Bill Sprague said...

Well, as always, you've written many true things. What can you offer that's a solution to the many neoliberal hipocracies you do shine a light on? Toilet paper is not valid. As Watts said many years ago: we are food processing tubes. Everyone wipes. At least I presume they do.

I myself didn't vote for Sanders, or Trump, or HRC, or Jill Stein. I will vote in the midterms. As if that makes any difference.

Jay–Ottawa said...

Hi Bill

"What can you offer that's a solution to the many neoliberal hipocracies you do shine a light on?"

Not sure what your point is. Got time to clarify?

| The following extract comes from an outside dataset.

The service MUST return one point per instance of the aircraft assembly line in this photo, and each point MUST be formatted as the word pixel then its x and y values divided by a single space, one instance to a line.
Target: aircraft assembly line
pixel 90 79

As I see it, Sardonicky is a salon where happenings in politics, media and culture are given a hard second look, the scribbling around here often salted with irony and mockery.

Sardonicky is not a think tank. It doesn't hammer out solutions for legislators, judges or executives. It addresses the victims of such elites and suggests alternatives to views offered by the MSM. That's where its task and value lie.

For solutions plus action, you'll have to go down the hall to unions, political parties or institutions like Doctors Without Borders or Nader's Raiders.

Alternatively, a few of the lesser breed of behind-the-front-line organizations offering suspect solutions and opening doors to misguided action were just outed in Karen's essay, above. Now THAT is a public service.

From what little I have read by Alan Watts, humans amount to much more than a purposeless bundle of tubes. In his estimation, humans are at least points of energy (with a degree of agency) connected to larger systems of energy (brains, rivers, oceans, galaxies, the great big universe) upon which he prefers to dwell.

He paints the pantheist's big picture over and over. In near time and closer to home, what do we wee reflections of the sun do Tuesday morning and why?